2) U.S. District Court Judge George C. Smith, a Reagan appointee, has approved a GOP lawsuit demanding that the state give county boards of elections great leeway in attacking new voter registration forms. The decision, framed under the Help America Vote Act, would allow Republican challengers access to data from the Bureau of Motor Vehicles and the Social Security agency to challenge new voters. The Judge noted that Ohio law permits challenges to absentee ballots, thousands of which have been pouring in to elections boards. If allowed to stand, it could give the GOP the right to shred ballots already cast in the Buckeye State, with the precedent possibly being used to further enable a GOP nationwide disenfranchisement campaign. Smith gave Ohio Secretary of State Jennifer Brunner a week to respond. Brunner has stated she will appeal.
3) Before the ruling, Brunner announced at the close of registration that the number of registered voters in Ohio had jumped by 665,949, from 7,518,189 active voters on January 1, 2008, to 8,184,138 active voters now. About 5.4 million votes were officially counted in Ohio's 2004 presidential election. Then-Secretary of State J. Kenneth Blackwell certified a Bush victory of less than 119,000 votes. A massive GOP disenfranchisement campaign could easily exceed that margin.
4) The New York Times has reported that boards of elections in at least nine crucial states, including Ohio, have violated federal law in conducting purges and have been illegally using Social Security data bases as part of those purges. The Times' Ian Urbina quotes Colorado Secretary of State Mike Coffman as asking the Colorado Attorney-General to review how some 2,500 citizens were removed from the registration lists there. The Times has cited purges in Colorado, Louisiana and Michigan that have apparently been conducted within 90 days of the upcoming November 4 election, violating federal law that allows states to expunge only those who have been convicted of a felony, moved out of state or died.
5) The Times has also reported that boards of elections in Nevada, North Carolina, Michigan, Indiana and Ohio have illegally used federal Social Security databases to flag and possibly eliminate voters whose registration applications were suspected of irregularities. The Times reported some 37,000 Colorado voters removed in the three weeks after July 21; Secretary Coffman said the number was 14,000.

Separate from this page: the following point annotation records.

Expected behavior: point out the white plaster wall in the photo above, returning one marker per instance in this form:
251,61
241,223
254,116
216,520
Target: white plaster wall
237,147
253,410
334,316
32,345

6) Michigan elections director Christopher Thomas said his state had removed about 11,000 voters in August, while the Times estimated the real number to be closer to 33,000. Thomas refused to make the purged files public. Michigan Secretary of State Terri Lynn Land is a long-standing Republican partisan whose political activism traces back to the mid-70s when she worked for Gerald Ford's campaign in high school. Critics charge that she functions in the traditional of Florida's Katherine Harris and Ohio's J. Kenneth Blackwell.
7) North Carolina's BOE director Gary Bartlett dismissed concerns raised by the Social Security Administration about possible mis-used of SS files to purge registrations there in conjunction with drivers licenses. The SSI contends Social Security numbers can only be accessed when there is no drivers license or other form of state ID available.
8) A CBS News report has revealed organized caging attempts by the GOP to eliminate registered voters from the rolls in 19 states. The report marks one of the first initiated by a corporate news organization isolating Republican anti-vote campaigning.